The Problem With Using the Heart Rate to Measure Exercise Intensity

If you have read my blog on my latest fitness gadget, the Fitbit Charge 2, you know that it is measuring your heart rate. The heart rate is an important indicator of how intensively you exercise. And for a Personal Trainer, exercise intensity is one of the most important elements of an exercise program.

Using the heart rate for measuring exercise intensity is probably one of the most widely used methods. There are others, such as maximal oxygen uptake (VO2 max) and ventilatory threshold (talk test).


The method of measuring the heart rate to determine exercise intensity is only accurate, however, if we know an individual’s maximum heart rate. This can only be measured with a maximal-effort exercise test, which is not appropriate for most people. As a result, the maximum heart rate is often calculated via a mathematical formula, for example 220 minus age. This formula is widely used as it is easy to compute, but it is not very accurate as there are various factors influencing an individual’s maximum heart rate, such as:

  • Genetics
  • Type of exercise (lower body, upper body, both)
  • Medication
  • Body size (a smaller heart generally pumps less blood volume so the resting heart rate is higher. This is why women often have a higher resting heart rate than men).
  • Altitude can lower the maximum heart rate as most individuals cannot train at a higher intensity.
  • Age does not necessarily drop by 1 bpm per year in all individuals.

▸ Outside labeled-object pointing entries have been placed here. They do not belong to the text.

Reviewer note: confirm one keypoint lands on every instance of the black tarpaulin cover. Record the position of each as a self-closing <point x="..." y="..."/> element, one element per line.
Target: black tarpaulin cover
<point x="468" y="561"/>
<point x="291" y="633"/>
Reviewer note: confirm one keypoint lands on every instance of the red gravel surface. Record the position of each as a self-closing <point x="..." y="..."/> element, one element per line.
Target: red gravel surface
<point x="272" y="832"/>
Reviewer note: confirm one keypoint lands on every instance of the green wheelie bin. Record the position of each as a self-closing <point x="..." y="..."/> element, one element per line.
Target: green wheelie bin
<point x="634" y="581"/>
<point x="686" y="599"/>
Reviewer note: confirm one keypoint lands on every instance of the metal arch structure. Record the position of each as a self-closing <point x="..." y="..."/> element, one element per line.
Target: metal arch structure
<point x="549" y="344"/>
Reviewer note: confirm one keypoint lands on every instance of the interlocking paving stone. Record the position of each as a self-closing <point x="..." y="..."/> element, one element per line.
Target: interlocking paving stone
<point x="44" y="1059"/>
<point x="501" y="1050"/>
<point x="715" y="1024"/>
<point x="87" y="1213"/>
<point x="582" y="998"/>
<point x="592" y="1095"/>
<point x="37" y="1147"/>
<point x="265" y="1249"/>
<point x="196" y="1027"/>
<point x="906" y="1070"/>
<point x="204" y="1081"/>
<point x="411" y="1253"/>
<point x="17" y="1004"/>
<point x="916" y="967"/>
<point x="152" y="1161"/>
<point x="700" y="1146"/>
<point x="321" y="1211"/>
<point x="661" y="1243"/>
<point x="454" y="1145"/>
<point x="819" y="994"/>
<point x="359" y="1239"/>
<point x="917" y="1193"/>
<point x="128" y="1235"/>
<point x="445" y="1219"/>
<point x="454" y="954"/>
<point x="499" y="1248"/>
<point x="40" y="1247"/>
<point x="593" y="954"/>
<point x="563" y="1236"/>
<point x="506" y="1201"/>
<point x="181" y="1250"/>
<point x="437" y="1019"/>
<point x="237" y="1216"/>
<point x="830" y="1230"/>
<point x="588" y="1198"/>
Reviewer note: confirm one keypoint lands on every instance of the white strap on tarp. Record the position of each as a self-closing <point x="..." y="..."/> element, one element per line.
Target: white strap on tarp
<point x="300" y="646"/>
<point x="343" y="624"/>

The formula 220 minus age, which is used in my Fitbit Charge 2 for example, tends to overestimate the maximum heart rate in young adults and underestimate it in older individuals. Based on this over- or underestimation of the maximum heart rate, one may end up over- or undertraining. But overtraining is very dangerous as it increases the risk for injury, while undertraining is not challenging enough for the body to be effective.

As a result, I would recommend not relying on maximum heart rate numbers, and the training zones derived from them. Instead, I would use the talk test: if you cannot comfortably talk anymore, but can sustain the activity for about 20 to 30 minutes, you are training at the highest sustainable intensity. This higher-intensity training is suitable for individuals that have performance goals. For individuals looking to lose weight or develop their aerobic efficiency, can use the talk test as follows: Training at an intensity where the answer to the question “Can you speak comfortably?” becomes less than an unequivocal “yes” is probably the ideal training intensity marker. Training at this or near this intensity increases the likelihood of a better training experience (i.e. you enjoy working out at this intensity as it is not too strenuous or hard).

This doesn’t mean that a fitness tracker is totally useless. I still love using mine. Because even if the values are not very accurate for one day or one exercise, it still gives you an idea of how you are progressing over time. I like to observe if my resting heart rate decreases over time or to see if my heart rate goes back to normal faster after a workout. As I said in my blog about my fitness tracker, you don’t really need a heart rate monitor, but for me it’s another motivating tool. And you can never have enough of those!